原文・意味・現代語訳
春はあけぼの
原文・語釈
春はあけぼの。やうやう白くなりゆく山際、すこし明かりて、紫だちたる雲の細くたなびきたる。
- あけぼの【曙】:夜がほのぼのと明けるころ。夜明け。
- やうやう【漸う】:だんだん。しだいに。
- 山際:山の稜線に接する空のあたり。
- 明かる:明るくなる。
- 紫だつ:紫色になる。紫がかる。当時の紫は、赤みがかかった古代紫。
- たなびく【棚引く】:雲や霞などが横に長く連なる。
現代語訳
春は曙。だんだん白んでゆく山際の空が、ほのぼのと明るくなって、紫がかった雲が細く長く、横に連なっている。
夏は夜
原文・語釈
夏は夜。月のころはさらなり。闇もなほ、蛍の多く飛びちがひたる。また、ただ一つ二つなど、ほのかにうち光りてゆくもをかし。雨など降るもをかし。
- さら【更】:言うまでもない。もちろんである。
- 闇:月の出ない夜。闇夜。
- 飛びちがふ:乱れ飛ぶ。飛びかう。
- をかし:趣がある。風情がある。
現代語訳
夏は夜。月の出る頃は言うまでもない。月の出ない闇夜もなお、蛍が多く飛びかっている。また、たった一匹二匹などが、ほのかにちらついて飛んでゆくのも趣がある。雨なんかが降るのも趣がある。
秋は夕暮れ
原文・語釈
秋は夕暮。夕日のさして、山の端いと近うなりたるに、烏の寝どころへゆくとて、三つ、四つ、二つなど、飛び急ぐさへあはれなり。まいて、雁などのつらねたるが、いと小さく見ゆるはいとをかし。日入り果てて、風の音、虫の音など、はた言ふべきにあらず。

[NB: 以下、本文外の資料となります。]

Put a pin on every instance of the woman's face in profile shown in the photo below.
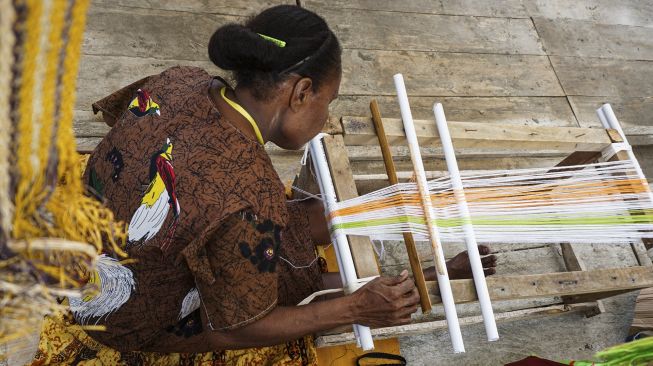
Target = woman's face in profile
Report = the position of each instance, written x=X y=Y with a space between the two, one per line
x=300 y=127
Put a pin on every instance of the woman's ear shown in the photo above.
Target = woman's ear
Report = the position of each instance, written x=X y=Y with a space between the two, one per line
x=301 y=93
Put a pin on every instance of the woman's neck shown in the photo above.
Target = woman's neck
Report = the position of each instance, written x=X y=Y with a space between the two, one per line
x=261 y=112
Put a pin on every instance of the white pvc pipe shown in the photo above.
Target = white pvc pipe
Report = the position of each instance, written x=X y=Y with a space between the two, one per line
x=609 y=120
x=470 y=237
x=339 y=240
x=436 y=245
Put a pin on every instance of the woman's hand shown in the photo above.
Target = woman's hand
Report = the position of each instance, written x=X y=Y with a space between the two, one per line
x=459 y=267
x=385 y=301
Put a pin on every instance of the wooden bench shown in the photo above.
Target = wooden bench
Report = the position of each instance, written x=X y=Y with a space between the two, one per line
x=478 y=146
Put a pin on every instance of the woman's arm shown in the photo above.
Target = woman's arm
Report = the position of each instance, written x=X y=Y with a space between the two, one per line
x=385 y=301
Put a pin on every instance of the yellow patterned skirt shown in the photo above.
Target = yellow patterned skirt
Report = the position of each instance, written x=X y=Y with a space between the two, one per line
x=63 y=342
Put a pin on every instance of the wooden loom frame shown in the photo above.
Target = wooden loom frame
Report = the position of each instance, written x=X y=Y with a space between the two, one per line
x=581 y=290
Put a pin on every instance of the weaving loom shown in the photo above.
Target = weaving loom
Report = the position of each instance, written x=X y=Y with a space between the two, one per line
x=587 y=201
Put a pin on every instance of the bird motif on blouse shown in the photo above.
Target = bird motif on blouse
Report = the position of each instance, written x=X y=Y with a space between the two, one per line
x=142 y=104
x=159 y=199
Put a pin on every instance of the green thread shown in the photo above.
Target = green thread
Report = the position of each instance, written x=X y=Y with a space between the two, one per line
x=505 y=221
x=277 y=42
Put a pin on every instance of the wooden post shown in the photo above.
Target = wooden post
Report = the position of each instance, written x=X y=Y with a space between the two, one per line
x=413 y=257
x=343 y=181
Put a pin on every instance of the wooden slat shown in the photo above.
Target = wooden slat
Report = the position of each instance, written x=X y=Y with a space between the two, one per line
x=137 y=32
x=369 y=72
x=359 y=131
x=552 y=284
x=594 y=39
x=100 y=76
x=631 y=111
x=603 y=77
x=506 y=8
x=343 y=180
x=428 y=327
x=542 y=111
x=382 y=30
x=627 y=12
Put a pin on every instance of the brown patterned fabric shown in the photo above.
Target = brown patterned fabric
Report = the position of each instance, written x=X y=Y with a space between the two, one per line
x=206 y=210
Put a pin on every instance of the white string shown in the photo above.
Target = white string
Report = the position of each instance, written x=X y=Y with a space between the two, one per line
x=309 y=194
x=584 y=213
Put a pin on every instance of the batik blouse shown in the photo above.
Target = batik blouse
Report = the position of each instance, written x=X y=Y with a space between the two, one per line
x=209 y=230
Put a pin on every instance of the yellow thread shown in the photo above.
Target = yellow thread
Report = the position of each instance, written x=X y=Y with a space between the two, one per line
x=244 y=113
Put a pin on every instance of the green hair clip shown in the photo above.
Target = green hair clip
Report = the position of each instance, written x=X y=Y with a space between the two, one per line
x=277 y=42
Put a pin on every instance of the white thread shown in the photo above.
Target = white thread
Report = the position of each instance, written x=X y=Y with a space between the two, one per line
x=190 y=303
x=309 y=194
x=347 y=290
x=306 y=266
x=517 y=206
x=613 y=149
x=116 y=286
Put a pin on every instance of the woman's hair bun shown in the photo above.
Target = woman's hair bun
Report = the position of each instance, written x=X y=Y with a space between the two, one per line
x=279 y=41
x=238 y=48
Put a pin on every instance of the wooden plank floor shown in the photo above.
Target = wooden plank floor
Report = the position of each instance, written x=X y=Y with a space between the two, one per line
x=548 y=62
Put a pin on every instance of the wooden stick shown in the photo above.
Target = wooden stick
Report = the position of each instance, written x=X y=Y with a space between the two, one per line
x=413 y=257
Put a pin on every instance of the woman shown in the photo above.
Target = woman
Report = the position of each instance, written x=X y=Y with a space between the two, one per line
x=184 y=165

- 山の端:山と空とが接して見える山側。空側は「山際」。
- あはれ:しみじみとした風情がある。
- つらぬ【連る・列る】:連なる。並ぶ。
現代語訳
秋は夕暮れ。夕日がさして、山の端に間もなく近づこうという頃に、カラスがねぐらへ帰ろうと、三羽、四羽、二羽など、ばらばらに飛び急ぐ様子でさえ風情がある。まして、雁などが並んで飛んでいるのが、とても小さく見えるのは趣が深い。すっかり日が沈んで、風の音、虫の音など、もはや言葉にならない。
冬はつとめて
冬はつとめて。雪の降りたるは、言ふべきにもあらず。霜のいと白きも、またさらでも、いと寒きに火など急ぎおこして、炭持て渡るもいとつきづきし。昼になりてぬるくゆるびもていけば、炭櫃、火桶の火も、白き灰がちになりてわろし。
- つとめて:早朝。
- さらでも【然らでも】:そうでなくても。
- 持て渡る:(広い屋敷の長い廊下を渡って)持って行く。
- つきづきし【付き付きし】:しっくりしている。ふさわしい。
- ぬるし【温し】:なまあたたかい。
- ゆるびもていく【緩びもて行く】:だんだんやわらいでいく。
- 炭櫃:床を切って作ったいろり。また、部屋に据え置かれている角火鉢。
- 火桶:丸火鉢。側面や内側に絵が描かれており、芸術品としての価値もあった。
- わろし【悪し】:好ましくない。見た目がよくない。美しくない。
現代語訳
冬は早朝。雪が降っている時は、わざわざ言うまでもない。霜が真っ白におりているのも、またそうでなくても、ひどく寒い朝一番に火など急いで起こして、炭を持って長い廊下を渡っていくのも冬にふさわしい。昼になって寒さがだんだんやわらいでいくと、炭櫃の火も火桶の火も、白い灰ばかりになって美しくない。
原文全文(ふりがな有り)
春はあけぼの。やうやう白くなりゆく山際、すこし明かりて、紫だちたる雲の細くたなびきたる。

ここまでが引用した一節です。